By Eric B. Meyer
A few years ago, I blogged here about the importance of communicating with employees on the Family and Medical Leave Act to stay abreast of their status and eventual return-to-work.
But, even before employees go on FMLA, both clear communication and workplace policies becomes paramount. Consider this recent example involving a pregnant salesperson.
In Isom v. JDA Software, Inc., the plaintiff sought to ensure that she would be compensated for deals in the pipeline, even if out on maternity leave, to determine whether she should exercise her rights under the FMLA.
A failure to communicate
Well, let’s see how that went for her:
- In December 2010, she emailed HR to ask about whether she would get credit for deals in her pipeline. She got no immediate response.

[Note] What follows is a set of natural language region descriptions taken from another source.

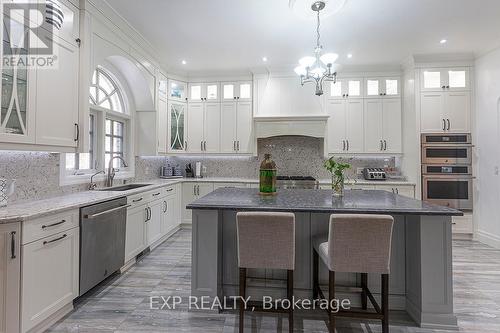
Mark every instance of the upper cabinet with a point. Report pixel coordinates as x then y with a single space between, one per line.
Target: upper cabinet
240 90
386 87
204 92
177 91
344 88
445 79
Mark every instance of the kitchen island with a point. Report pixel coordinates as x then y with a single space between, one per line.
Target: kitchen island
421 258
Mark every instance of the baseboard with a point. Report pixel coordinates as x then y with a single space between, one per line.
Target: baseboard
52 319
488 238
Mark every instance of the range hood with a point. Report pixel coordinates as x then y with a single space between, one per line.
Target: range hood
312 126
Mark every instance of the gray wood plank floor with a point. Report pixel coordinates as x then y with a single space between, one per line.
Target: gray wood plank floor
122 303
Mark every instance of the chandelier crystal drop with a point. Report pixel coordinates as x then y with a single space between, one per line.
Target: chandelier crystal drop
318 68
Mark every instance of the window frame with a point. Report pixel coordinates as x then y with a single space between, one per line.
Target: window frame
73 177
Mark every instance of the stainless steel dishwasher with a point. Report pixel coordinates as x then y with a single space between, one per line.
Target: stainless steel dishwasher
102 241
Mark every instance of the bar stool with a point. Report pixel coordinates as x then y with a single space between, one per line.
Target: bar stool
266 240
356 244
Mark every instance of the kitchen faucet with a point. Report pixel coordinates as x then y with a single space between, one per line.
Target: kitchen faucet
111 170
92 185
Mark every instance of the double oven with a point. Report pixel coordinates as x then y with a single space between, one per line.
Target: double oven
447 170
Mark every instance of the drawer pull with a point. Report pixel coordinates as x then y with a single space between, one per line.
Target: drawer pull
13 245
91 216
53 225
55 240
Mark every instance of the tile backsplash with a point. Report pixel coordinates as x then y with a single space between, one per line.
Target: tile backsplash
37 174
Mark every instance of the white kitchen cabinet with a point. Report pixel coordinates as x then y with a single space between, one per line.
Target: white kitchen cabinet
57 110
204 127
240 90
204 92
385 87
10 277
445 112
177 118
445 79
236 127
345 88
382 119
190 192
136 237
177 91
50 275
345 126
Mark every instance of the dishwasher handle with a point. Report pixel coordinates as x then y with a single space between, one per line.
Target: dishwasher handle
91 216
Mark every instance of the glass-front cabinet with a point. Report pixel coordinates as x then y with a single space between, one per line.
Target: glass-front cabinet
16 122
177 115
445 79
177 90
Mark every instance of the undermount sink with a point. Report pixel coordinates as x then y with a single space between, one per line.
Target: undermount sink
124 187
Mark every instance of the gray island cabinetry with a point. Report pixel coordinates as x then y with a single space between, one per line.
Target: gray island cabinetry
421 259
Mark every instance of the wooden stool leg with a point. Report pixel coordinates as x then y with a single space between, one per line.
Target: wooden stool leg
385 303
315 275
243 282
364 295
290 298
331 297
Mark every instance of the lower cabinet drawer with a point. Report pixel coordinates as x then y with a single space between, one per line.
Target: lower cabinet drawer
50 274
49 225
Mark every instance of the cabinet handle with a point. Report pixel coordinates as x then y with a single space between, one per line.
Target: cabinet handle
53 224
13 245
55 240
77 132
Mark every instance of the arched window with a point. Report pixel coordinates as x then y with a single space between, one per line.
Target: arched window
105 93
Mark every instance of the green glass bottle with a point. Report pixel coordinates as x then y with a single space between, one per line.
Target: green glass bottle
267 179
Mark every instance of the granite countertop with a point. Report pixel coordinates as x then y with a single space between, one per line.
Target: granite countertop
319 201
22 211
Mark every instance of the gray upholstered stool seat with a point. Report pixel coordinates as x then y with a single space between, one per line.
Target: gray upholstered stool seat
357 244
266 240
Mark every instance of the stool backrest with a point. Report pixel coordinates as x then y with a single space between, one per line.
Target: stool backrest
266 240
360 243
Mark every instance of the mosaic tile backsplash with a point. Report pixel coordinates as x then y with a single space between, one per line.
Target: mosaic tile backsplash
37 174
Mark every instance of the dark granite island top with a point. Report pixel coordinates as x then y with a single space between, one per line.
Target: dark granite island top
319 201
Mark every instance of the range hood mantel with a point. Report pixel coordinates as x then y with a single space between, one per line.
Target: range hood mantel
269 126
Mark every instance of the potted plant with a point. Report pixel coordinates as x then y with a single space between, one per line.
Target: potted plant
337 169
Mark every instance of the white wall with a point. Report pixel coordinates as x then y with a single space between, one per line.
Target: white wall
487 208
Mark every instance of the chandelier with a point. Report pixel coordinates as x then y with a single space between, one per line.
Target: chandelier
317 68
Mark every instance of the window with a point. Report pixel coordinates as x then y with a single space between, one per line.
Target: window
114 142
109 133
105 93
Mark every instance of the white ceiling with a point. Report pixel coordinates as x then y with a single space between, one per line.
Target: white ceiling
234 35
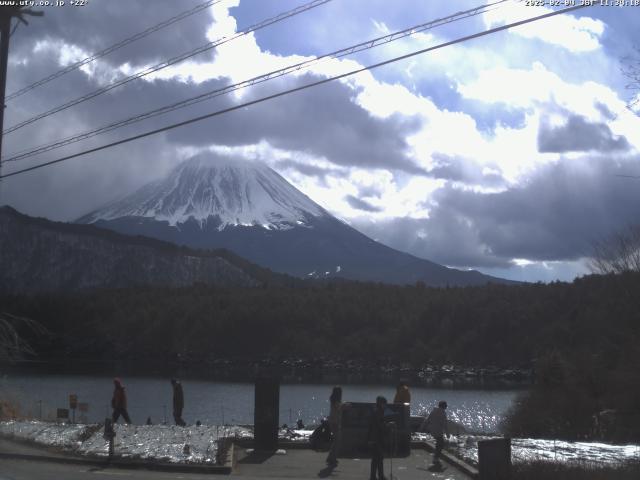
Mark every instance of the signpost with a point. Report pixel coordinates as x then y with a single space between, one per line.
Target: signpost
73 404
83 407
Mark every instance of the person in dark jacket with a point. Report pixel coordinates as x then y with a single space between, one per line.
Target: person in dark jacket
119 402
335 422
376 437
178 402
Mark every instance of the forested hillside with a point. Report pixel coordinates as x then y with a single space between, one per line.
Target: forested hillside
494 324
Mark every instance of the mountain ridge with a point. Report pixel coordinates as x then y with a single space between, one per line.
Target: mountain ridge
37 254
267 221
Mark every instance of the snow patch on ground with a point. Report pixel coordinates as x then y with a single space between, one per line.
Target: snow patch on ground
149 442
532 449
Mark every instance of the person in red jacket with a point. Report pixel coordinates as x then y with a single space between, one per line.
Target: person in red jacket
119 402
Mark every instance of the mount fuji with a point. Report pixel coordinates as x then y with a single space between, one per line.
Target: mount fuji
211 202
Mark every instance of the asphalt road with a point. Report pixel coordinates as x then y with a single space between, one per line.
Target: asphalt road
26 470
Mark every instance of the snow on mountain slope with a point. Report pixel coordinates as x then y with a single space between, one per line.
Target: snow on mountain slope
228 191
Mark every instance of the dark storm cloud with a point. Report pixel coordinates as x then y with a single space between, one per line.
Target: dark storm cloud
463 170
359 204
323 121
369 191
320 173
100 24
579 135
555 216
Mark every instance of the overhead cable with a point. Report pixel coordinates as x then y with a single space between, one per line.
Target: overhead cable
172 61
292 90
113 48
255 80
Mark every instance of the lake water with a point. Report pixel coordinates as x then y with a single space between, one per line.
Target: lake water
218 403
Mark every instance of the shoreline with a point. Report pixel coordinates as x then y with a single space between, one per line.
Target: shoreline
290 371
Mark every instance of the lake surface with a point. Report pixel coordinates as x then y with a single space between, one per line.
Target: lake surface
218 403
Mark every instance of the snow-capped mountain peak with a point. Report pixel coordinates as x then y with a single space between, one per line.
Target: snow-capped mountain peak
227 191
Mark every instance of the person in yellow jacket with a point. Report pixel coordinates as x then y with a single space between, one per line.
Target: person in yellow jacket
403 395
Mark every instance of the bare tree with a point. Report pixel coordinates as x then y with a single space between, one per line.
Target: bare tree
12 346
618 253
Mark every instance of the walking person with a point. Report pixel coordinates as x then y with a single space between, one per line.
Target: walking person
376 437
335 423
119 402
436 425
178 402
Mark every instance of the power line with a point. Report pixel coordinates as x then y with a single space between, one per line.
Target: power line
172 61
114 47
292 90
256 80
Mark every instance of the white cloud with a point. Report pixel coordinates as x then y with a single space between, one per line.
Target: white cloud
580 34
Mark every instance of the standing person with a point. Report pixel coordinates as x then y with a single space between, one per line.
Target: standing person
436 424
377 434
335 423
119 402
403 395
178 402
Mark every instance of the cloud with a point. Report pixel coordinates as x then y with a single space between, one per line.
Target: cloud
553 217
307 169
360 204
325 122
464 170
98 25
579 135
577 34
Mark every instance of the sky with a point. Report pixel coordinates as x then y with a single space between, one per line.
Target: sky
510 154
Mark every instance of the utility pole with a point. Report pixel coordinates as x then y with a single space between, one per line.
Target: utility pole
7 13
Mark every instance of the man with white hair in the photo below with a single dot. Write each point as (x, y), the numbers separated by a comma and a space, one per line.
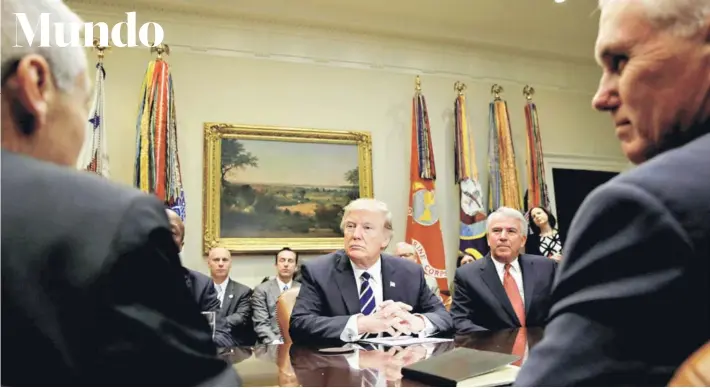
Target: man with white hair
(361, 291)
(505, 289)
(91, 283)
(631, 300)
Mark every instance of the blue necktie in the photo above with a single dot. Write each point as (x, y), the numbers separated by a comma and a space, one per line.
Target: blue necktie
(367, 296)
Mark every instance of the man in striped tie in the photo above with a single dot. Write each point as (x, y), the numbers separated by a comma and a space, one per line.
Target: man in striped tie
(361, 291)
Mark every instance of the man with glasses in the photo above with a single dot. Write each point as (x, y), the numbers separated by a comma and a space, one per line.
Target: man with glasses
(266, 294)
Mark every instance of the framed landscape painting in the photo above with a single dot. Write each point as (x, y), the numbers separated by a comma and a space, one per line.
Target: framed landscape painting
(267, 188)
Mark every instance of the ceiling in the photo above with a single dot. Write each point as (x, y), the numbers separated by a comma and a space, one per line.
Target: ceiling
(540, 27)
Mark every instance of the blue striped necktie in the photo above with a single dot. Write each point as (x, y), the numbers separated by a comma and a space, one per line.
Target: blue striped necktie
(367, 296)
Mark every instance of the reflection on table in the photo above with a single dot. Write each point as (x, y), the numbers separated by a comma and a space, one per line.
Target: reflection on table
(365, 365)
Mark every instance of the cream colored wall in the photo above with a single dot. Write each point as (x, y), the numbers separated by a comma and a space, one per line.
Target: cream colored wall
(274, 75)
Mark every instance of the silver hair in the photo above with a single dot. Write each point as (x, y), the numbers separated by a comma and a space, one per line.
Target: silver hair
(66, 63)
(368, 204)
(507, 212)
(682, 17)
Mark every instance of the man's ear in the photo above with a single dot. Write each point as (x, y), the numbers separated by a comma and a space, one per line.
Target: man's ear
(33, 85)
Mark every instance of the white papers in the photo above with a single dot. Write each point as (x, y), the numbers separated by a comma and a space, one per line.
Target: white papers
(405, 340)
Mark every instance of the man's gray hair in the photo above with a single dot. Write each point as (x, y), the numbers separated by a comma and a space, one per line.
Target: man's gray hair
(507, 212)
(683, 17)
(368, 204)
(66, 63)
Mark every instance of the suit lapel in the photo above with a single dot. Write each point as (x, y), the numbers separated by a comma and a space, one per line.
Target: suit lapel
(528, 271)
(345, 280)
(389, 292)
(492, 280)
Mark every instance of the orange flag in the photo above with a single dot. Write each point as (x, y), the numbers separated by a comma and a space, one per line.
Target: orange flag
(423, 226)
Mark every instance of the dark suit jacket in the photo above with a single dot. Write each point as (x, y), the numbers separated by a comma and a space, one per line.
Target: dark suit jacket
(329, 296)
(92, 288)
(480, 301)
(631, 300)
(204, 293)
(236, 311)
(263, 304)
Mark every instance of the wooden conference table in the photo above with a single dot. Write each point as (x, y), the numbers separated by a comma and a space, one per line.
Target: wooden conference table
(294, 365)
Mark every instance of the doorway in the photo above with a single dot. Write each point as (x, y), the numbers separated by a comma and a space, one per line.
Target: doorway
(571, 188)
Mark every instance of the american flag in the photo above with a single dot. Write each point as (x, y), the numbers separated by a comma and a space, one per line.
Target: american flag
(94, 156)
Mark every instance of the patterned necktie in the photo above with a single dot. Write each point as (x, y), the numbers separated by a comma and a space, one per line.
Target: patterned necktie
(521, 340)
(511, 288)
(367, 296)
(220, 294)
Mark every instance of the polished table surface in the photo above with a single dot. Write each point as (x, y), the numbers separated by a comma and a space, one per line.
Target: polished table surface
(294, 365)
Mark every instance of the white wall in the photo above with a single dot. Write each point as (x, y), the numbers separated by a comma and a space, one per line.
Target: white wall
(251, 73)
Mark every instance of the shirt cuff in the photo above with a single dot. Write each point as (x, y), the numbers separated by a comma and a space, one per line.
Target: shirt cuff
(429, 328)
(350, 333)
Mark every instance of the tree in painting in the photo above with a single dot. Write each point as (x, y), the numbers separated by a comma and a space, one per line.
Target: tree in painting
(251, 209)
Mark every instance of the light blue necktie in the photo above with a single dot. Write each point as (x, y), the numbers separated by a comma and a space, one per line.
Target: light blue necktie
(367, 296)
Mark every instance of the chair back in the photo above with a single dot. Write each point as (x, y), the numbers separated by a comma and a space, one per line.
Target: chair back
(284, 306)
(695, 371)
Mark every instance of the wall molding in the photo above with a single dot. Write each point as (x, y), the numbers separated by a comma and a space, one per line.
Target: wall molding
(264, 40)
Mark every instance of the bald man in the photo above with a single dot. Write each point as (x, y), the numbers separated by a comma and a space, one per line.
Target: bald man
(406, 251)
(200, 285)
(234, 297)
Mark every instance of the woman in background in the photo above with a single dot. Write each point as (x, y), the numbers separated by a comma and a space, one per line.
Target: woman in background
(544, 240)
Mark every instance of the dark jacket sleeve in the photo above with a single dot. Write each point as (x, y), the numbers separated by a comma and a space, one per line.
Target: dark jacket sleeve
(623, 267)
(308, 321)
(462, 305)
(154, 332)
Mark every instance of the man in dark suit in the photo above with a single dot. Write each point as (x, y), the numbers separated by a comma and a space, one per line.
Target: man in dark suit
(234, 297)
(360, 290)
(263, 300)
(488, 292)
(92, 293)
(201, 286)
(631, 300)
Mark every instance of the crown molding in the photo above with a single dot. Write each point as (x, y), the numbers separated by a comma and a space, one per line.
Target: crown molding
(238, 36)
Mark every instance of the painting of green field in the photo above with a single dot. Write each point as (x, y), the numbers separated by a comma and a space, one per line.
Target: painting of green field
(282, 189)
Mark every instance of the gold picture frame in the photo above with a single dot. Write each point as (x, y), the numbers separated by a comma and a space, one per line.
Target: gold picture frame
(247, 210)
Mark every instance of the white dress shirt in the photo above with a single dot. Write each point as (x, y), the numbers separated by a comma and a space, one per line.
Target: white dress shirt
(282, 284)
(221, 290)
(514, 272)
(350, 332)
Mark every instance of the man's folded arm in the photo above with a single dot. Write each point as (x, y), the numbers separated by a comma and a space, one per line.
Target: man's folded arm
(623, 267)
(307, 320)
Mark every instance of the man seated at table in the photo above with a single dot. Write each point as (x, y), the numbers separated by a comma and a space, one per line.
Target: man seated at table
(505, 289)
(360, 290)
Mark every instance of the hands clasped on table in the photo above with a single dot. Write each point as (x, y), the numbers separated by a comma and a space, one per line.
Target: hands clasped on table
(391, 317)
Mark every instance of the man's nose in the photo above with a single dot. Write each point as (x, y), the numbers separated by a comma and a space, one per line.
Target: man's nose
(607, 97)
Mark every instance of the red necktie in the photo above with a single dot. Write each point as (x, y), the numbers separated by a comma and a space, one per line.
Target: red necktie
(511, 288)
(521, 339)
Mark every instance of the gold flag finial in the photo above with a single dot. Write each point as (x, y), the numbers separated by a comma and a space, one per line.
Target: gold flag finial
(528, 91)
(101, 50)
(160, 49)
(496, 90)
(460, 87)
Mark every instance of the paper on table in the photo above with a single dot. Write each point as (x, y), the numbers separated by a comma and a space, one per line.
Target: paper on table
(405, 340)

- In January 2011, the plaintiff informed her immediate supervisor that she was pregnant, but got no direction from him on commissions either.
- In March 2011, the plaintiff contacted both HR and her immediate supervisor again about her sales and commissions. At this point, she was openly considering returning from FMLA early. Still, no guidance.
- By the end of May 2011, the plaintiff had received no information on how her accounts would be managed while she was out. So, she contacted the company’s general counsel to express her concerns. The general counsel told the plaintiff that “management and/or HR should be getting back to [her] to give [her] more clarity.”
- In June 2011, the plaintiff took FMLA to give birth to twins. During her FMLA leave, the defendant told the plaintiff, for the first time, about a “general policy” where a salesperson on a leave of absence is not eligible for commission on that deal. A few weeks after that, the plaintiff’s biggest account was given to another co-worker.
FMLA violation? You bet!
Actually, the real question isn’t whether the company violated the FMLA — it did. Rather, the question is whether the plaintiff should collect liquidated damages (i.e., double her wage/benefits loss) too?
Article Continues Below
Yessiree, said the court:
In sum, Plaintiff communicated to Defendant that the exercise of her rights under the FMLA was dependent upon information she received for two specific questions:
- The possible transfer of certain accounts; and,
- Her eligibility for commissions.
Defendant maintained no written policy on either issue, and failed to promulgate a written policy in a timely manner when Plaintiff sought clarification seven months in advance of her due date. Defendant then failed to concretely answer Plaintiff’s repeated inquiries on the aforementioned issues, and forced Plaintiff to exercise her statutory rights without sufficient knowledge as to the consequences that it would entail. Finally, Defendant belatedly disseminated a policy to Plaintiff that excised certain opportunities from Plaintiff’s portfolio based on internal metrics that provided no opportunity for her to terminate her FMLA leave and return to work early, as she informed Defendant she would.
Defendant’s policy essentially forced Plaintiff to either forego her statutory rights or guess as to the professional consequences, an untenable position that is “willfully indifferent to the FMLA” and not “in good faith.”
Go back up to the section above from the court’s opinion and do the opposite of everything the defendant did.